- A combination of factors prompted some fresh selling around gold on Monday.
- The upbeat market mood, surging US bond yields exerted pressure on the metal.
- Sustained USD selling might extend some support and help limit any further losses.
Gold maintained its offered tone through the first half of the European session and was last seen hovering near the lower boundary of its daily range, around the $1818-17 region.
The precious metal failed to capitalize on Friday’s intraday bounce from the $1810 area, instead met with some fresh supply on the first day of a new trading week. The downtick was sponsored by a combination of factors, though lacked any strong follow-through amid sustained US dollar selling bias.
The progress in vaccinations for the highly contagious coronavirus disease and hopes for a massive US fiscal spending plan remained supportive of the underlying bullish sentiment in the financial markets. This turned out to be one of the key factors weighing on the safe-haven XAU/USD.

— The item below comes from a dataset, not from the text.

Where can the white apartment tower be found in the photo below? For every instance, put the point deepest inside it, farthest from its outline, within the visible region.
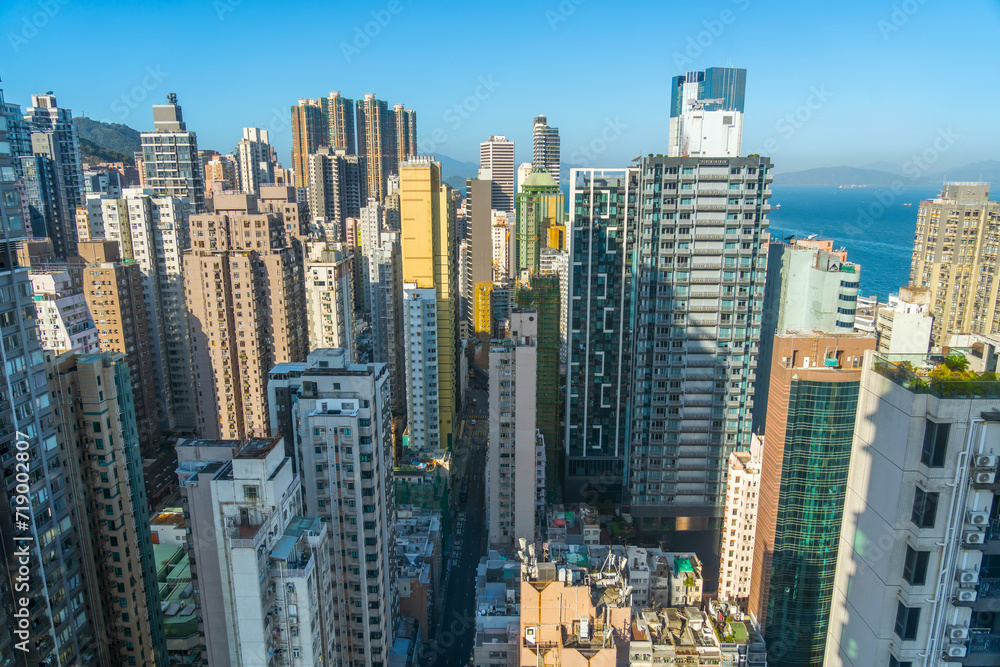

Meanwhile, firming expectations for the passage of the US President Joe Biden’s proposed $1.9 trillion COVID-19 stimulus package pushed the yield on the benchmark 10-year government bond to the highest level since February 2020. This further drove flows away from the non-yielding yellow metal.
That said, the USD seemed rather unimpressed by the ongoing upsurge in the US bond yields, rather remained on the defensive. This, in turn, was seen as the only factor that might hold traders from placing aggressive bearish bets and help limit the downside for the dollar-denominated commodity.
Hence, it will prudent to wait for some follow-through selling below Friday’s swing lows and a subsequent break through the $1800 mark before positioning for any further depreciating move. This would set the stage for an eventual fall below monthly lows support near the $1785 region.
In the absence of any major market-moving economic releases from the US, the broader market risk sentiment will continue to play a key role in influencing the XAU/USD. Apart from this, the US bond yields and the USD price dynamics will also be looked upon for some short-term trading opportunities.